The verbose way would usually be possible. But the Rust way is not possible with Go and C. Just because the language doesn’t offer those features.

So no, you can’t write those Rust style code with any language.

Which features?

Most by far of the involved machinery is defined using Rust code. The rest is just syntactic sugar. Similarly, the Haskell version uses only syntactic sugar and laziness – which Rust doesn’t even have.

Go just doesn’t have the way to work with iterators like Rust.

It is possible, just not very ergonomic (maybe my unfamiliarity with Go): Go Playground - The Go Programming Language

Numbers := InclusiveRange{0, 10}.Iter()
Evens := Filter[int](&Numbers, func(n *int) bool {
	return *n%2 == 0
})
fmt.Println(Sum(&Evens))

It’s technically possible, but a bit pointless in C without polymorphism/generics. You’d have to either:

  • handroll everything for every type
  • get lost in macro hell
  • do some sort of funny type erasure

Well, sure you can imitate. None of this is part of Go itself. At which that’s the case for Rust. And since it’s not part, it’s just putting some pattern into a language it’s not made for.

Thanks for your Playground. You see how many code you had to write, to end with a solution which feels so wrong for Go.
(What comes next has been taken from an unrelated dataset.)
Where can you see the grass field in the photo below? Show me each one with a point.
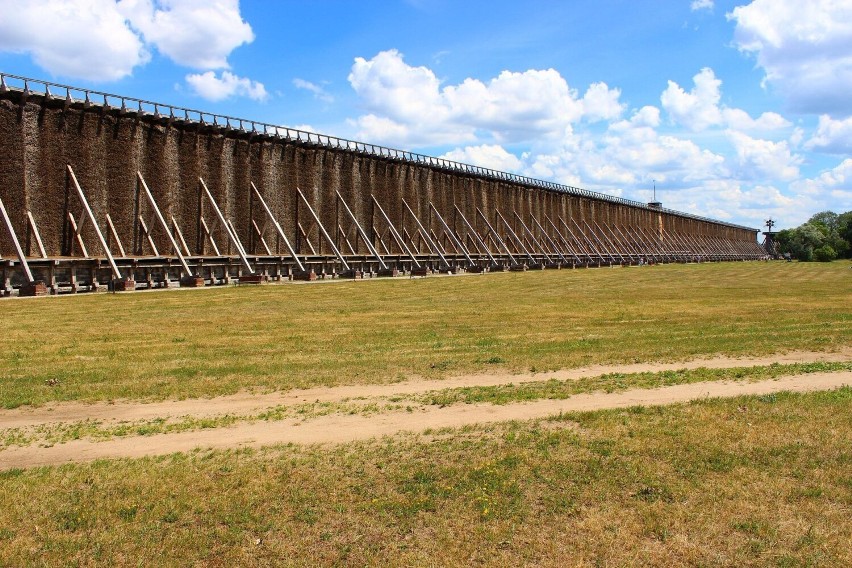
(745, 481)
(218, 341)
(749, 481)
The problem is not that iterators are not “part of the language”. In Rust, iterators are not part of the language either. They are entirely implemented in the standard library.

The main function in @pshen 's playground is all that would be needed if the Go standard library included all the things that Rust does. And the main function is pretty much the same as the Rust version. Superficial syntax differences aside.

Generics are essential to that playground though. C still doesn’t have them and probably never will. And the entire Go ecosystem has evolved without them, which is why it “feels wrong” in this language. It is unfamiliar to the eye of a trained Go developer.

OK, fair point. stdlib is for me part of the language ecosystem. For sure not 100% accurate perspective. The point is even, that Go does not has any compiler optimizations like Rust for that.

While I like to learn from different languages new approaches, it always is important to stay in the track and don’t invent artificially patterns on top of everything. You can find many discussions about this Go and iterator topic.

Back to the original topic: It’s possible to optimize structure in any language and respect the patterns that are normally used there. It’s not that pattern X from language Y should be solution for language Z.

Hehehe I managed to write even more unholy-Go to reproduce the method chaining syntax. Here’s the modified playground @deleted-user-33691 how much do you hate this? :smiling_imp:

Sadly, I didn’t manage to apply method chaining syntax to Sum(). Apparently, Go’s generics do not allow methods on generic structs with instantiated type arguments. Too bad.

Jokes aside though, I have to agree with @deleted-user-33691. Language design puts limitations on what kind of patterns can be used to produce readable, maintainable code. Best not stray too far from the beaten path.

BTW, there is already a quite nice clone of lodash for Go (samber/lo: :boom: A Lodash-style Go library based on Go 1.18+ Generics (map, filter, contains, find…) (github.com)). Didn’t check in detail. But some of the discussed points - if not even all - are addressed there.

I guess chaining is out of its scope at all.

Not that I don’t like those chainings. :sunglasses: Is quite powerful once you got it. Using it with JavaScript and TypeScript for a long time. And also like those aspects in Rust. On the otherhand, I like the clear - and more verbose way - of C and Go. Gives another form of power of your code.

I’m totally amazed what the Rust compiler does with those chains. There were some tests of one student here, that it not even is a difference of using multiple filters or make one filter with multiple conditions. For Go those optimizations are just not intended. So you mostly optimize by writing different code.